Talia le baciò la fronte :«Non devi credere a quello che racconta la gente, a loro piace dire cattiverie».
«Perché?» il suo pianto lentamente si stava placando.
«A volte lo fa per cattiveria, altre per stupidità, ma alla mamma devi credere» la prese per il mento, fissandola dritta negli occhi «Devi credere a ciò che ti dice mamma, papà ti vuole bene, e qualsiasi cosa accada te ne vorrà sempre».
La strinse al petto e iniziò a cantarle una nenia, cullandola dolcemente finché si addormentò.
Facendo attenzione a non svegliarla si alzò e andò a controllare la candela.

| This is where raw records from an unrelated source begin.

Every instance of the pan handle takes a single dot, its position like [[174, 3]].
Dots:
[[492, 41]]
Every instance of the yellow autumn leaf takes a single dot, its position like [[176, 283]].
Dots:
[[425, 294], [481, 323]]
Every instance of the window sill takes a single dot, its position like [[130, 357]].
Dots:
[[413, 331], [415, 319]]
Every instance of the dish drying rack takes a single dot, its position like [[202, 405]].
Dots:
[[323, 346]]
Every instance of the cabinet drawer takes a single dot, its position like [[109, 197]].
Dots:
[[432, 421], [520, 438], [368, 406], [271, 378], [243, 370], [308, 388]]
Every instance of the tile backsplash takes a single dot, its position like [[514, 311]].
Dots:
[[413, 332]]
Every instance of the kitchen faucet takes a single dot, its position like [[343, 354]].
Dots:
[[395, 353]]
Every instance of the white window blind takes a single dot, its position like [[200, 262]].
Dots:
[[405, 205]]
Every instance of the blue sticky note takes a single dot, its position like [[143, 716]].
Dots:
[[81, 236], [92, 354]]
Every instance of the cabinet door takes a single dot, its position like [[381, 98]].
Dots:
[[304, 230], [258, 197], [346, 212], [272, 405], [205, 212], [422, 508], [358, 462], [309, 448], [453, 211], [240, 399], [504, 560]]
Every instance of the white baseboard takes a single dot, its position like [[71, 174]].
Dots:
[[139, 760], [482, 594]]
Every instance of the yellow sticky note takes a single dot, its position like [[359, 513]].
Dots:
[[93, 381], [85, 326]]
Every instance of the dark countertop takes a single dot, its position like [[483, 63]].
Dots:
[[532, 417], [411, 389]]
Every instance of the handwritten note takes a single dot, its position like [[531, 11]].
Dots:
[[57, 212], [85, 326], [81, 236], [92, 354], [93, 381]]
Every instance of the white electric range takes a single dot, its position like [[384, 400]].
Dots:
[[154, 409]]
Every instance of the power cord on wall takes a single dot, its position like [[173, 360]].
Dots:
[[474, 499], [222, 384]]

Ardeva, la sua fiammella si agitava, ma la cera non accennava a consumarsi, iniziò a provare un tale odio, nei confronti della setta e di quel loro dio privo di pietà, della gente che invece di stare accanto alle persone in difficoltà sputava veleno. Avrebbe voluto urlare fino a perdere la voce, spaccare tutto fino a sentirsi stremata, piangere fino a non aver più lacrime, ma non poteva fare nulla di tutto ciò. Doveva essere forte, nascondere le sue emozioni e reagire nonostante tutto, andare avanti per amore di Carola e di Gordo che non avrebbe mai voluto vederla a quel modo.
"Perché l'hai fatto, cosa ti aveva promesso per convincerti a separarti da noi?".
Si lasciò andare sulla sedia acanto al focolare e mise il viso tra le mani, attanagliata dall'impotenza e lo sconforto che cercavano di portarla all'abbandono più totale.